After the enzymolysis is finished, the supernatant is cleared of collagenase by centrifugation procedure. The cells were then resuspended in the above medium, filtered through a 100 μm cell sieve, the undersize cell pellet removed and cell viability measured (trypan blue), pellet density 1 x 10 in T75 flasks6Left and right. The culture flask was not moved for 2 days, and the cells were allowed to adapt to the in vitro culture state and gradually adhered to the flask wall.
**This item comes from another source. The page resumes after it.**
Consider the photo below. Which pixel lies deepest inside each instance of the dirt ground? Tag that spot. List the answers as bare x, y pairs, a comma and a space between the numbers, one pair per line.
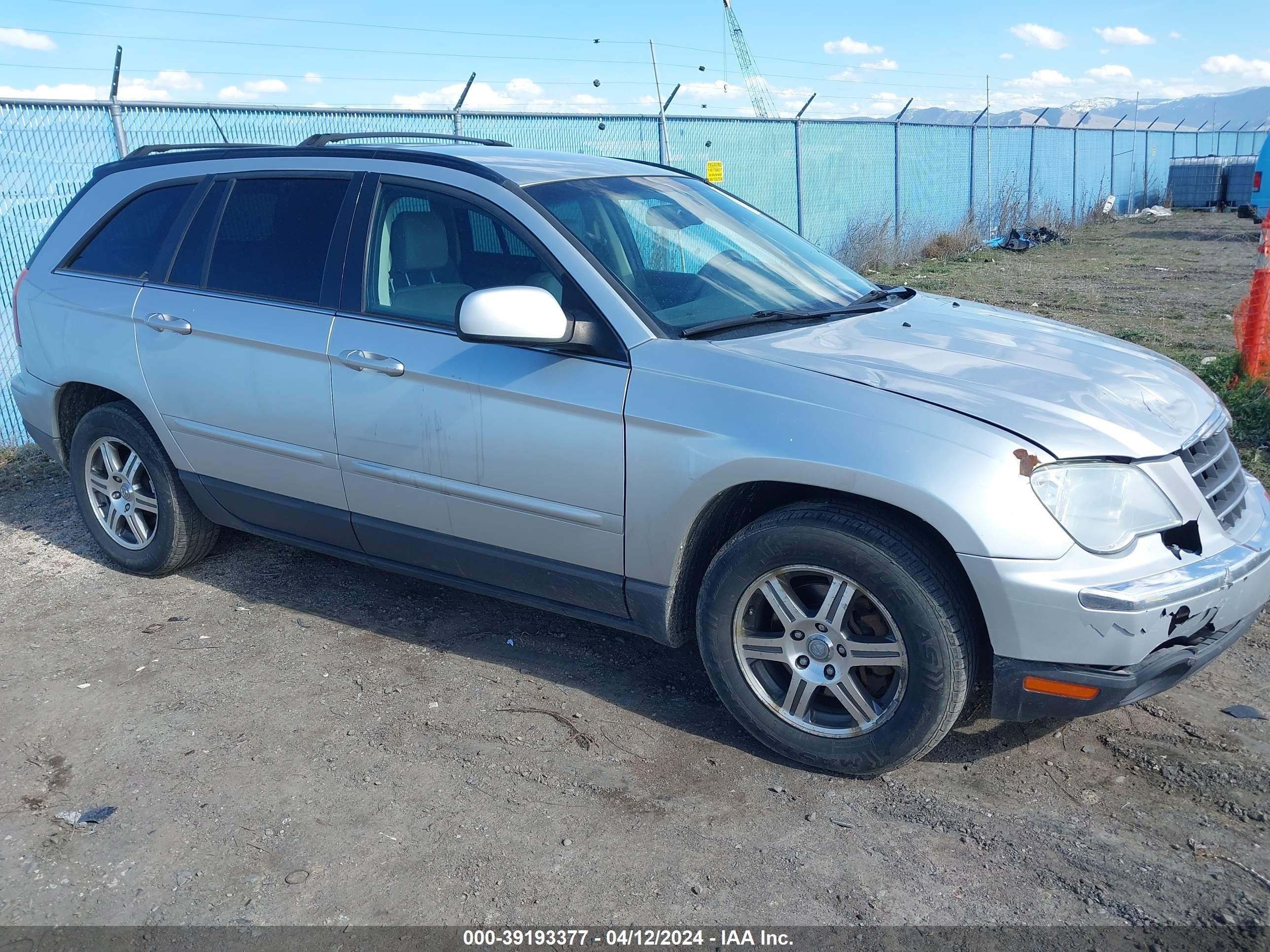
294, 739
As a result: cells reached 100% confluence within 72h (FIG. 1), during which time the medium was changed every 2 days (DMEM-F12+ 10% fetal bovine serum + 1% penicillin/streptomycin) and passaged. The dilution ratio of P1 to P2 is 1:3, and the growth can be completed in 3 days. The generation P3-P4 takes about 4-5 days to grow. After the P5 generation, the cell line enters the aging stage, the proliferation speed is reduced, and the cell line enters the aging stage and can grow up after 7 days, and the result is shown in figure 2. The highest P7(D9) can be reached, and the cells still maintain better morphology and growth rate after passage 6 (FIG. 3), and grow full in 15 days.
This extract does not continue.